In 2010, the report claims, more than 1 trillion gigabytes (1 zettabyte) were stored on iPods, laptops, desktops, and servers worldwide. By the end of this year that figure will have exceeded 1.8 zettabytes, and there’s no sign of the pace slowing.
Meanwhile, since 2005, enterprise investment in IT has increased around 50 percent, reaching $4 trillion. This is despite the plummeting cost of an IT system’s building blocks, such as storage, which have dropped from almost $20 per gigabyte to less than $3 in the same period. IDC’s projections suggest that storage will cost mere cents in the next few years. And still the amount of data grows while the cost of IT to the enterprise rises.

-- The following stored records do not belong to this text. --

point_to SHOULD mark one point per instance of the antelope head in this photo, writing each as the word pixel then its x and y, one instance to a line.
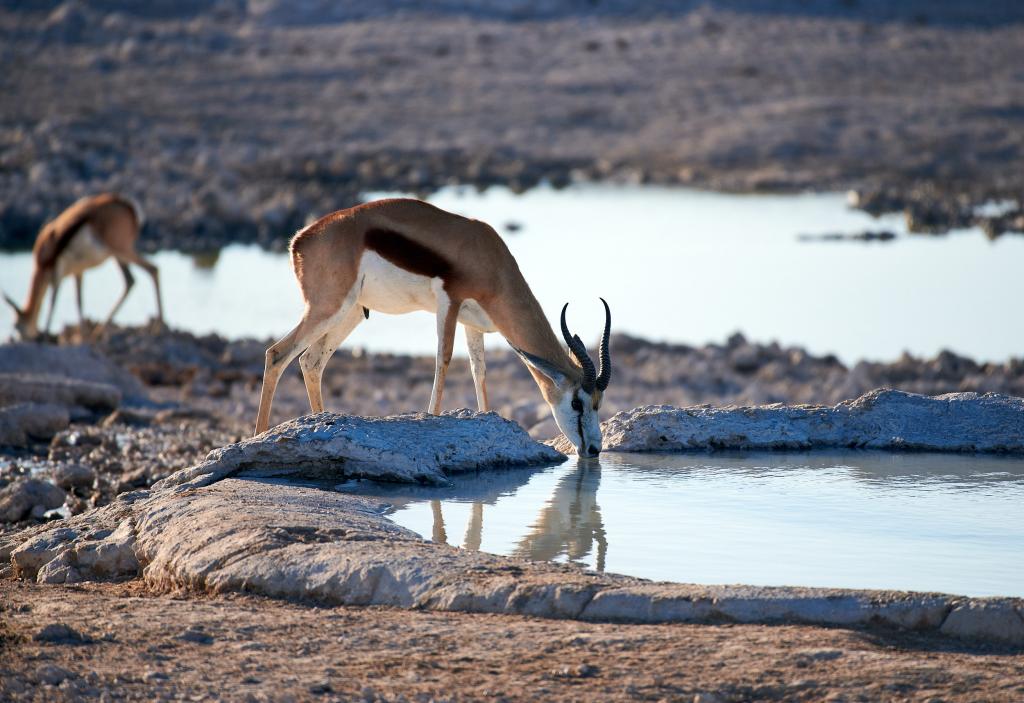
pixel 574 396
pixel 25 325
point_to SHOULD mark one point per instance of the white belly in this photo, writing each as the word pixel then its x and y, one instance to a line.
pixel 389 289
pixel 394 291
pixel 83 252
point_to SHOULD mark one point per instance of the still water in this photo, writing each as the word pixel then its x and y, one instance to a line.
pixel 859 520
pixel 675 264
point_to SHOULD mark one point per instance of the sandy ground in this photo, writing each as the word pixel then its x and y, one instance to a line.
pixel 233 124
pixel 140 646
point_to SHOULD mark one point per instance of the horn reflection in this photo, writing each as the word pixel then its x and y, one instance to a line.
pixel 570 523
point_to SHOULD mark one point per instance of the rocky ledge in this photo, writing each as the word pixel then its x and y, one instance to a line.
pixel 409 448
pixel 879 420
pixel 209 529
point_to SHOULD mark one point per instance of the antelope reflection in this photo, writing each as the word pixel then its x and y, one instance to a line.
pixel 568 525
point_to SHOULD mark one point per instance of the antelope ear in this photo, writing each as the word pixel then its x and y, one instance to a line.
pixel 549 369
pixel 11 303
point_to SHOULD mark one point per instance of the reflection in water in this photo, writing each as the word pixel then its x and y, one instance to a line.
pixel 570 522
pixel 851 519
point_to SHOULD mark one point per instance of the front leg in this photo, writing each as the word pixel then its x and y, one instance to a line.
pixel 78 299
pixel 448 316
pixel 55 286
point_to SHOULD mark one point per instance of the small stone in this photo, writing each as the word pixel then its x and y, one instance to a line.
pixel 197 635
pixel 707 698
pixel 59 633
pixel 321 688
pixel 51 674
pixel 70 476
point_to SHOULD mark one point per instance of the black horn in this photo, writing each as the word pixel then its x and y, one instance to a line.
pixel 579 351
pixel 605 375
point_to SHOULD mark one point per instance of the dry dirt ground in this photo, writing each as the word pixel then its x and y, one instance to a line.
pixel 139 646
pixel 236 121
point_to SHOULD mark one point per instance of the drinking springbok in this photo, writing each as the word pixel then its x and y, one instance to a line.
pixel 82 236
pixel 397 256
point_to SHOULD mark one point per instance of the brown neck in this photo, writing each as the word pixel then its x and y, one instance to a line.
pixel 519 318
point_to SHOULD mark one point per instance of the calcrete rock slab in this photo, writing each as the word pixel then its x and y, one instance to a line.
pixel 20 496
pixel 258 535
pixel 410 448
pixel 993 620
pixel 48 388
pixel 879 420
pixel 23 423
pixel 77 363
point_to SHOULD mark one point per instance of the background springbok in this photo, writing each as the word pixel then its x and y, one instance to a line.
pixel 82 236
pixel 397 256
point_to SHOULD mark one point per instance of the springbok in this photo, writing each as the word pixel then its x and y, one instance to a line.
pixel 398 256
pixel 82 236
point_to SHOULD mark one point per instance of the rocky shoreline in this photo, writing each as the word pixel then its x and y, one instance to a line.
pixel 99 494
pixel 162 399
pixel 237 124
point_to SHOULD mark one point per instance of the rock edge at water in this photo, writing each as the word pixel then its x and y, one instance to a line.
pixel 207 531
pixel 879 420
pixel 299 542
pixel 407 448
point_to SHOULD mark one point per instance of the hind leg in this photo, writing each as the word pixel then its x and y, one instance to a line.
pixel 133 257
pixel 474 343
pixel 314 324
pixel 313 360
pixel 129 281
pixel 281 354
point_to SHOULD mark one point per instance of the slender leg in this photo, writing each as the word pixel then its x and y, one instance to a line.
pixel 129 281
pixel 135 258
pixel 448 316
pixel 437 534
pixel 475 528
pixel 314 324
pixel 313 360
pixel 78 298
pixel 474 342
pixel 53 304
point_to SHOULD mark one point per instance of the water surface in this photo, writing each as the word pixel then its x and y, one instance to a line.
pixel 675 264
pixel 858 520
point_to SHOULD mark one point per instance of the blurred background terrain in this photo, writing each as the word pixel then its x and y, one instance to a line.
pixel 237 121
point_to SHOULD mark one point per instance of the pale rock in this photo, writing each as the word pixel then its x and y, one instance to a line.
pixel 23 423
pixel 879 420
pixel 986 619
pixel 18 498
pixel 411 448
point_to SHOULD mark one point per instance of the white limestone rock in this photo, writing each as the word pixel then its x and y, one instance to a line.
pixel 408 448
pixel 19 497
pixel 49 388
pixel 879 420
pixel 23 423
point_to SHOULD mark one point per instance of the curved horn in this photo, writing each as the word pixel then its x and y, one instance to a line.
pixel 579 351
pixel 605 375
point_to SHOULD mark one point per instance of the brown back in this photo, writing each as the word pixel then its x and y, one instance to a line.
pixel 96 211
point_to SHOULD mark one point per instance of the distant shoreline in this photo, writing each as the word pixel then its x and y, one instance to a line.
pixel 230 127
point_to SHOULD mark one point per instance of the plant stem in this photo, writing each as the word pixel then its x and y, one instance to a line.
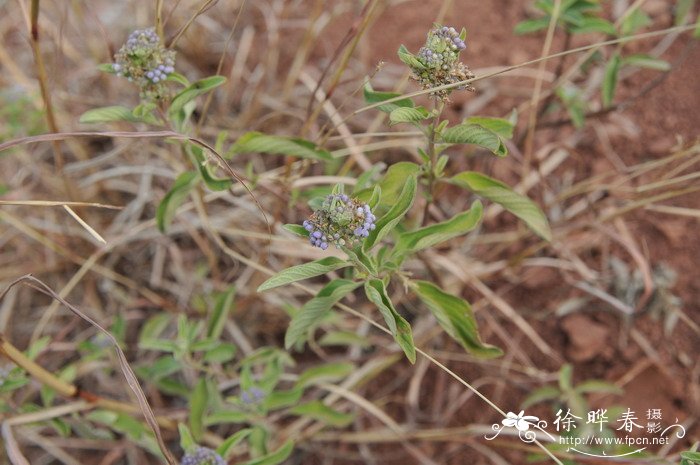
pixel 432 154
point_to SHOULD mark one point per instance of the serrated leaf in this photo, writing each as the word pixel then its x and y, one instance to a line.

Despite fresh enthusiasm for big data, there remains a real danger that enterprises (and individuals) simply keep data because doing so is easier than actively deciding what can be discarded. Sensor logs, email inboxes, customer transaction data and more continue to fill enterprise storage arrays, and without robust data management policies in place the only realistic solution is often to keep buying additional storage. IDC appears to recognize this problem, suggesting that the “ultimate value of a big data implementation will be judged” on three guidelines:
- Does it provide more useful information [than the enterprise had access to previously]?
- Does it improve the fidelity of the information?

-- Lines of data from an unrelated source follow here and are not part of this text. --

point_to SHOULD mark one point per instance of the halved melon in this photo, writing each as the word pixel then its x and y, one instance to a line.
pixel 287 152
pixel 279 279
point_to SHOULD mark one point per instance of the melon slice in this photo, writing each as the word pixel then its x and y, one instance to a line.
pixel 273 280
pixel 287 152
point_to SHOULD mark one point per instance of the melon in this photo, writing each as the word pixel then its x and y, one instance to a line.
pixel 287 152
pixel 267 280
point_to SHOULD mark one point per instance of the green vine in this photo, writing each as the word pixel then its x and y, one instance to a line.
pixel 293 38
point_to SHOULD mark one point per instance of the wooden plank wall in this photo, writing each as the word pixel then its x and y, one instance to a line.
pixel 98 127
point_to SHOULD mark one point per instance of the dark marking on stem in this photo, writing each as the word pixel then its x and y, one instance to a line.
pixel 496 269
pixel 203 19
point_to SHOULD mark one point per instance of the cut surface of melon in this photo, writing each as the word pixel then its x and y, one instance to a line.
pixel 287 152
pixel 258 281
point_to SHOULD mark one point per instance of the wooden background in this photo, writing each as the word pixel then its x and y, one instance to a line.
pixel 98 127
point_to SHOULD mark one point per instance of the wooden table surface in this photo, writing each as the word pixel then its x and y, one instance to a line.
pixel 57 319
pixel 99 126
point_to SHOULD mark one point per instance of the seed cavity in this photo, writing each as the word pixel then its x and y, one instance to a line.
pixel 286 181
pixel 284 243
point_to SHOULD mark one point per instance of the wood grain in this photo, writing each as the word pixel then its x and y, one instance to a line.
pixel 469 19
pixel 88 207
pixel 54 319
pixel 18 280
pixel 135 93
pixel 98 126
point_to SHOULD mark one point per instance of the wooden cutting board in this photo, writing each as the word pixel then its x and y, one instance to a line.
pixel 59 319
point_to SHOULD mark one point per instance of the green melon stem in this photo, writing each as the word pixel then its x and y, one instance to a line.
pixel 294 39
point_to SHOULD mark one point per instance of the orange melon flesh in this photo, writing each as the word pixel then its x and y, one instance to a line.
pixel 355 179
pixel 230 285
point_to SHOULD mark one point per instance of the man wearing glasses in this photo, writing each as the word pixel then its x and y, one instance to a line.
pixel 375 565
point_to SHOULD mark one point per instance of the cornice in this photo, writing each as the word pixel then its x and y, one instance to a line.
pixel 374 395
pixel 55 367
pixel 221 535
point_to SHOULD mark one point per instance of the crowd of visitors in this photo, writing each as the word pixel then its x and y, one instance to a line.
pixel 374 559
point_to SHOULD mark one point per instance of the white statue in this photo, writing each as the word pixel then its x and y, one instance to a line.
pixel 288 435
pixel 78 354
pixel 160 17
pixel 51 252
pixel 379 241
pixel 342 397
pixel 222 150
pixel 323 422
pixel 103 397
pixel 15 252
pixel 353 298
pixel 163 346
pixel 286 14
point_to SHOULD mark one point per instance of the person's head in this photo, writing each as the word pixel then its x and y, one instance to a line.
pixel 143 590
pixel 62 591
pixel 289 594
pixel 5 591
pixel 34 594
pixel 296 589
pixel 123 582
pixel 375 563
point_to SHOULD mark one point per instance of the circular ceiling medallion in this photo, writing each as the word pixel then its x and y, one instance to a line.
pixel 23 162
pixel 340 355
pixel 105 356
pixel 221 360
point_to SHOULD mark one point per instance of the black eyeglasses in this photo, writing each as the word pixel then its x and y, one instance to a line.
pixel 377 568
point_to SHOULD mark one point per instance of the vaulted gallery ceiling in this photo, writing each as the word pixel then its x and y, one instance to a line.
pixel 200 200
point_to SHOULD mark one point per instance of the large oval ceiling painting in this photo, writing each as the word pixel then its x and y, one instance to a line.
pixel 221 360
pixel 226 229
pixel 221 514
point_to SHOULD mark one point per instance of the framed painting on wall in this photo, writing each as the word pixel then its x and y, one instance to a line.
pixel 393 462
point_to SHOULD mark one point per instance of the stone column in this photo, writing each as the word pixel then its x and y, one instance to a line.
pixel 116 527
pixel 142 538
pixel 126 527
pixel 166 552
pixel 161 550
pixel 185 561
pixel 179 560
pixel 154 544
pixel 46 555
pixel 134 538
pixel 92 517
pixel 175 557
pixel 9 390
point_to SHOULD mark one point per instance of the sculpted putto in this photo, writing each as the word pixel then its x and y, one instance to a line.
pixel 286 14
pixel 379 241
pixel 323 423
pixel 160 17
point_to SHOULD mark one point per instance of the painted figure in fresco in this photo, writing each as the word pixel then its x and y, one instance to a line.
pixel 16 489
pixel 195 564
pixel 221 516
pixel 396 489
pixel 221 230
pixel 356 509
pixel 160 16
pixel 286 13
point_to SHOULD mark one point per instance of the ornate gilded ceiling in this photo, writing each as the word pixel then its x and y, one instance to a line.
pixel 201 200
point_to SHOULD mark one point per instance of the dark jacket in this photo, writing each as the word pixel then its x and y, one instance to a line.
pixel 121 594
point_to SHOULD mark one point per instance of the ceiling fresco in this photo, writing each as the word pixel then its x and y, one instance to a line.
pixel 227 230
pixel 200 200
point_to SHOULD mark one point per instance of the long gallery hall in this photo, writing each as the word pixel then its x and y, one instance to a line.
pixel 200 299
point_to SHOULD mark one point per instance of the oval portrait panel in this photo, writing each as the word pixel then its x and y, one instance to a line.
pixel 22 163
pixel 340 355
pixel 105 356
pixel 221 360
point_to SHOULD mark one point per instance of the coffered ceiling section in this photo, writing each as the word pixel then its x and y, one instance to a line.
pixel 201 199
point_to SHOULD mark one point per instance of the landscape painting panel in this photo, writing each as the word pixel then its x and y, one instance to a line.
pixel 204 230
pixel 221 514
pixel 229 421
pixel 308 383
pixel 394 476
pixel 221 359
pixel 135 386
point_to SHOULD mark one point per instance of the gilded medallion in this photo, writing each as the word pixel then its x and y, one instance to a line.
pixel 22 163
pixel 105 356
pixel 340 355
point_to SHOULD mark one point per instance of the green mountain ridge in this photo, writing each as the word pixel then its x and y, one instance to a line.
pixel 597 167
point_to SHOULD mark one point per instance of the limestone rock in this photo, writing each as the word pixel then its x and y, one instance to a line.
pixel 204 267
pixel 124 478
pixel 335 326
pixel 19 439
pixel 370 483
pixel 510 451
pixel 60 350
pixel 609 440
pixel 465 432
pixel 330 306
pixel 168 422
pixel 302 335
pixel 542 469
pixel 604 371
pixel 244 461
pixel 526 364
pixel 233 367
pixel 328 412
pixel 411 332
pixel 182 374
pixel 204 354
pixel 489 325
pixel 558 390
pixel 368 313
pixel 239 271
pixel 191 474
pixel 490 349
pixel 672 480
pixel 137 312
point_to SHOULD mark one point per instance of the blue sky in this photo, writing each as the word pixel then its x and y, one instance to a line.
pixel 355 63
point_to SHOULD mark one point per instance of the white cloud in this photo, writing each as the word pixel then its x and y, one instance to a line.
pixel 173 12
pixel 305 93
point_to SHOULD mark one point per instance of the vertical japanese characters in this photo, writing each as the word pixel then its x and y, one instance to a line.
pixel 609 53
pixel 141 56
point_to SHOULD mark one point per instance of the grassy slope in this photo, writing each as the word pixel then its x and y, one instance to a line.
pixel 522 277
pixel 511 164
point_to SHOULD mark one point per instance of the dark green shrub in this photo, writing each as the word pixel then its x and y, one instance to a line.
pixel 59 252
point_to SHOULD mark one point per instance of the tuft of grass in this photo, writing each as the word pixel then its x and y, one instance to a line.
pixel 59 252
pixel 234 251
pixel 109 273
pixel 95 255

- Does it improve the timeliness of the response?
While there is clear value in collecting and analyzing more data than ever before, simply storing everything by default is a strategy that is increasingly hard to defend. Storage may be getting cheaper, but it’s not free, and valuable data could disappear under an unquantifiable mass of poorly structured dross.
First among a set of calls to action that includes “master virtualization” and “move what you can to the cloud,” IDC exhorts CIOs to “investigate the new tools for creating metadata.” The report continues, “Big data will be a fountain of big value only if it can speak to you through metadata.” Metadata, or data about data, records the context within which data was captured. It describes the characteristics of the process that generates data (for example, the resolution of a camera photographing queues outside a store, and the interval between pictures). Metadata defines the structures in which data is stored, and lends meaning to cryptic codes and measurements.

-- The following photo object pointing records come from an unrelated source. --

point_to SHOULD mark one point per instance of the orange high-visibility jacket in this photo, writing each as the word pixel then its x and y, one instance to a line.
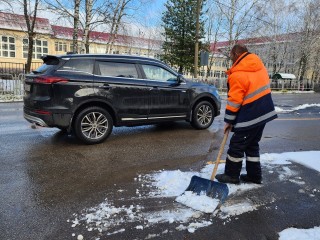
pixel 249 96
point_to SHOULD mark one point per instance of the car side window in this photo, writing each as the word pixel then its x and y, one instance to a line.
pixel 78 65
pixel 158 73
pixel 117 69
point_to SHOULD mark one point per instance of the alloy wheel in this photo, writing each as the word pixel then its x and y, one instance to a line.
pixel 94 125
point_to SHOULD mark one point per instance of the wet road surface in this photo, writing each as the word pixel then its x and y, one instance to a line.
pixel 47 176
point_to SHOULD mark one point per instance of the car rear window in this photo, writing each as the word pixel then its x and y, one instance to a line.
pixel 49 63
pixel 117 69
pixel 78 65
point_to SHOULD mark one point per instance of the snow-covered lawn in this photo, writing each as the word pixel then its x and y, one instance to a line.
pixel 109 219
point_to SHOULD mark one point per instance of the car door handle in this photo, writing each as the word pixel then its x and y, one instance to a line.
pixel 105 87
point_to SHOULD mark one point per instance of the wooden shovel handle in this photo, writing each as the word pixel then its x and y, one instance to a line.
pixel 225 137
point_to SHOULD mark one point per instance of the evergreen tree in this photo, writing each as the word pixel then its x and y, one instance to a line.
pixel 179 22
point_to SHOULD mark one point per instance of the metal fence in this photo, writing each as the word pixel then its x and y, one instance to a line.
pixel 275 85
pixel 12 77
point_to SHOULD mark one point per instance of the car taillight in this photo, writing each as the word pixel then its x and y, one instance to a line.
pixel 50 80
pixel 42 112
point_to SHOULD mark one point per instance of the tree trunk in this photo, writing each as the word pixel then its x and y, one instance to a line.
pixel 86 36
pixel 76 21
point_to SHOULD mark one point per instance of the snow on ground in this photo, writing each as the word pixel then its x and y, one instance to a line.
pixel 189 211
pixel 298 234
pixel 300 107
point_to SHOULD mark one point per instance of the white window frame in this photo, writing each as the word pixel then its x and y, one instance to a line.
pixel 7 46
pixel 40 48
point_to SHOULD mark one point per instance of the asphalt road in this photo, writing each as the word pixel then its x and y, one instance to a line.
pixel 46 175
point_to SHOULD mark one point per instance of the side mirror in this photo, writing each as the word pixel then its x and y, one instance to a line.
pixel 180 79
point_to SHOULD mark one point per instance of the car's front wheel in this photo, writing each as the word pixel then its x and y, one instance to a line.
pixel 202 115
pixel 93 125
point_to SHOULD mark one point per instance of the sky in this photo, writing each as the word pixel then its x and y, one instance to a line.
pixel 188 210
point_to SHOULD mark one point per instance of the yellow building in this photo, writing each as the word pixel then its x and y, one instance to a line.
pixel 52 39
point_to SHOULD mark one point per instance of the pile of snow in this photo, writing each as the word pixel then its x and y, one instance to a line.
pixel 188 211
pixel 300 107
pixel 298 234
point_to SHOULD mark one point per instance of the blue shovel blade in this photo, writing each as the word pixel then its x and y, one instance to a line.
pixel 212 189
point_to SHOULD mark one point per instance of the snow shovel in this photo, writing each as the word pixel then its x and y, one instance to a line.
pixel 211 188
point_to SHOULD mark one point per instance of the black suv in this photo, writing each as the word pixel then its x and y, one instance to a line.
pixel 89 94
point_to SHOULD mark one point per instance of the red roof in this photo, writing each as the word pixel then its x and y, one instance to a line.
pixel 216 47
pixel 18 22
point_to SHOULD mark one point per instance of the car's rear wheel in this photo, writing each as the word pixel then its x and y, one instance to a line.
pixel 93 125
pixel 202 115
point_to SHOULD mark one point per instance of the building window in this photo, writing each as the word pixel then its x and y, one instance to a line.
pixel 7 47
pixel 40 48
pixel 60 47
pixel 217 74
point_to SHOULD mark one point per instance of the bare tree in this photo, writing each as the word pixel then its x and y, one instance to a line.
pixel 30 14
pixel 309 41
pixel 86 31
pixel 118 13
pixel 238 20
pixel 69 11
pixel 276 20
pixel 213 25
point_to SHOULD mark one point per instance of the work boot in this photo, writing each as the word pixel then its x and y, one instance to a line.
pixel 224 178
pixel 246 178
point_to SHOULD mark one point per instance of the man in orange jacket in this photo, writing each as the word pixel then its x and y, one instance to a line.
pixel 249 108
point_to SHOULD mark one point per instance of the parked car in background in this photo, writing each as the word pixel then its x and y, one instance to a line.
pixel 89 94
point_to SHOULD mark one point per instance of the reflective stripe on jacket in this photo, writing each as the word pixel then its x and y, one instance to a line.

The use of metadata remains less prevalent than we might expect. But where it can be applied cheaply and automatically as part of the process of data creation, it offers information architects and storage managers the means to effectively curate the data for which they are responsible. In many industries, the hardware and software already in use is generating this information automatically — even cheap consumer cameras record data about themselves and the environment around them as they take pictures. Information managers simply need to keep the data and start using it as part of their management workflow.
As data volumes grow ever larger, and as truly valuable data starts to represent a smaller proportion of the whole, metadata is going to become increasingly important. It will help companies understand the data they need, and it will help them to more systematically discard the data that they do not. We are already seeing acquisitions that bring data analysis solutions and storage hardware together. EMC’s acquisition of Greenplum last year is just one example of this trend. It points toward solutions that enable complex data analysis as well as intelligent management of all the data flowing through an enterprise. Metadata will be the key that enables those intelligent decisions to be made, finally slowing the rate at which enterprise data centers fill with ever-more storage arrays.